The paper presents a systematic evaluation of two major processing engines for Hadoop‑based analytics—MapReduce‑driven Hive and Spark SQL—using the BigBench benchmark, which is the first end‑to‑end analytics benchmark currently under review as TPCx‑BB. The authors first describe the steps required to adapt the existing Hive‑MapReduce implementation of BigBench to run on Spark. This includes converting the raw data to columnar formats (e.g., Parquet), ensuring HiveQL compatibility, rewriting user‑defined functions (UDFs) for Spark, and tuning Spark‑specific parameters such as memory allocation and shuffle settings.

The experimental platform consists of a three‑node physical cluster (each node equipped with 16 CPU cores, 64 GB RAM, and 2 TB HDD) running Hadoop 3.2 with YARN resource management. Four scale factors—100 GB, 1 TB, 5 TB, and 10 TB—are employed to assess scalability. For each scale factor the full set of 30 BigBench queries is executed twice: once on Hive using the traditional MapReduce execution engine and once on Spark SQL. Each query is run five times, and the mean execution time is reported. In parallel, the authors collect fine‑grained resource‑utilization metrics (CPU, memory, disk I/O, and network traffic) using Collectl and Ganglia, sampling at one‑second intervals.

Performance results fall into two distinct categories. The first group comprises simple scan‑filter‑aggregate queries (e.g., Q1‑Q5, Q7‑Q9). Spark SQL outperforms Hive by an average factor of 3.2, benefitting from in‑memory caching, DAG‑based optimization, and reduced disk I/O. The second group contains complex multi‑join and multi‑stage aggregation queries (e.g., Q12, Q18, Q23, Q27). Here Spark’s advantage diminishes; memory pressure during shuffles and uneven partitioning cause execution times comparable to, or slightly worse than, Hive. Hive’s reliance on disk‑based intermediate results and its mature shuffle handling provide more predictable performance for these heavyweight workloads.

Resource‑utilization analysis reveals that Spark SQL maintains a high CPU utilization (~70 %) while keeping memory consumption below 30 % of the available RAM, indicating efficient use of the cluster’s compute capacity. Hive, by contrast, exhibits a higher proportion of disk I/O (over 40 % of total time), leading to I/O bottlenecks that dominate its execution time. Network traffic spikes during shuffle phases for both engines, but Spark’s built‑in compression and parallel transmission reduce average network load by roughly 20 % relative to Hive.

During the migration and testing process the authors encountered twelve practical compatibility issues, such as Hive‑specific UDFs that failed on Spark, mismatched partition schemas, and the lack of join hints in Spark SQL. Each problem is documented together with a concrete workaround or code modification, and all scripts, configuration files, and patches are provided as supplementary material to facilitate reproducibility.

The authors conclude that BigBench is an effective stress‑test for both processing engines, exposing their strengths and weaknesses across a range of data sizes and query complexities.

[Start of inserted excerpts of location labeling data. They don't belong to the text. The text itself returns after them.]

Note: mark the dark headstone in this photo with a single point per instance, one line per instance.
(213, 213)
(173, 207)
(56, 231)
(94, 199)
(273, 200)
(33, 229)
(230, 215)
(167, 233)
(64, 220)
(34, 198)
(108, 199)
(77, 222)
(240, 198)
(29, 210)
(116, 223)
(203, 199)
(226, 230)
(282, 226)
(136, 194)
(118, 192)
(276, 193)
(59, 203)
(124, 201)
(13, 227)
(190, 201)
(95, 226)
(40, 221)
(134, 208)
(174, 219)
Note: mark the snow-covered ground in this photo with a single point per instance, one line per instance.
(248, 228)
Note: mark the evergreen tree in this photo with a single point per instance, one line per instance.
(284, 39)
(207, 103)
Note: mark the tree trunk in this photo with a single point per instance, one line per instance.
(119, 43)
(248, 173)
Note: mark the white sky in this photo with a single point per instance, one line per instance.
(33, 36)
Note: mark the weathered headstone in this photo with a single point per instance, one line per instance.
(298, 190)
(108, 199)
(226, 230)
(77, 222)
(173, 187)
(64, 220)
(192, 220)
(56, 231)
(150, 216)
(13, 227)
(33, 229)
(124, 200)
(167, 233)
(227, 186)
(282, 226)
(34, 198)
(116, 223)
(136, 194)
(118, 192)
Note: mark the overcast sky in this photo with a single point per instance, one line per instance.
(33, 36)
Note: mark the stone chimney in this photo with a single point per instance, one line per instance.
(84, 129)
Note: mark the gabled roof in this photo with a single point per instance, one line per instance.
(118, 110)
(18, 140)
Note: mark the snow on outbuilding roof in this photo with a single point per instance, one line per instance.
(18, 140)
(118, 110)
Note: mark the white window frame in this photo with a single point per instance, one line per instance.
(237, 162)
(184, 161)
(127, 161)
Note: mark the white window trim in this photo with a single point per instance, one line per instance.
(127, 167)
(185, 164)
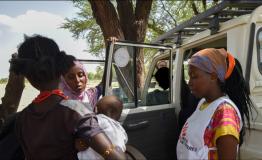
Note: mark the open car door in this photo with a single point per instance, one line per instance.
(149, 112)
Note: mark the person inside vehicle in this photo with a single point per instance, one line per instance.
(215, 130)
(74, 83)
(47, 128)
(160, 96)
(109, 109)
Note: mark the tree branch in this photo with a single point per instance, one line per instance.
(163, 6)
(106, 17)
(141, 18)
(152, 25)
(126, 17)
(193, 5)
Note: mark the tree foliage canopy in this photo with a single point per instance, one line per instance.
(164, 16)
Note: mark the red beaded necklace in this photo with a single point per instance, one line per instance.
(45, 94)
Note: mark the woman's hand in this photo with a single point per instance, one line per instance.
(112, 39)
(102, 145)
(80, 144)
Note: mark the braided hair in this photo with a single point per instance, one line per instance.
(39, 59)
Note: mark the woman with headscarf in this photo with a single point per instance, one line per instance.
(215, 130)
(74, 83)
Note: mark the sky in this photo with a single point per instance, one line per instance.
(36, 17)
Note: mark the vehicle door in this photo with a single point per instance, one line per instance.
(151, 126)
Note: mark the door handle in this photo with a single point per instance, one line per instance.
(136, 126)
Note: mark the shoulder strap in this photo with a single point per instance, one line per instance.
(18, 133)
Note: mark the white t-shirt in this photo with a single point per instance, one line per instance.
(114, 131)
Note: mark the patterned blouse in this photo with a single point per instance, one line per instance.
(225, 121)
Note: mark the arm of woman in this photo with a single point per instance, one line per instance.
(227, 147)
(90, 132)
(102, 145)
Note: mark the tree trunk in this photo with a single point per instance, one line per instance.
(13, 93)
(124, 24)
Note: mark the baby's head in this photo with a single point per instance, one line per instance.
(110, 106)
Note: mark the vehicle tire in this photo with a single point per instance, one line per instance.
(133, 153)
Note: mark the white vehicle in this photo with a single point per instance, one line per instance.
(153, 129)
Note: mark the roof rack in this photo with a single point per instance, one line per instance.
(210, 19)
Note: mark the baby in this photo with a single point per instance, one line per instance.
(108, 109)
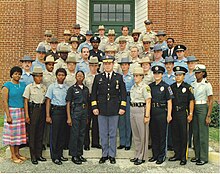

Spark SQL delivers superior performance for the majority of analytical queries, especially those dominated by scans and aggregations, while Hive remains competitive for workloads that involve extensive joins and multi‑stage aggregations. Consequently, the choice between Hive and Spark SQL should be guided by the specific characteristics of the target workload, the available cluster resources, and the organization’s tolerance for I/O versus memory pressure. The paper offers valuable guidance for practitioners planning large‑scale analytics platforms and contributes a reproducible benchmark methodology for future comparative studies.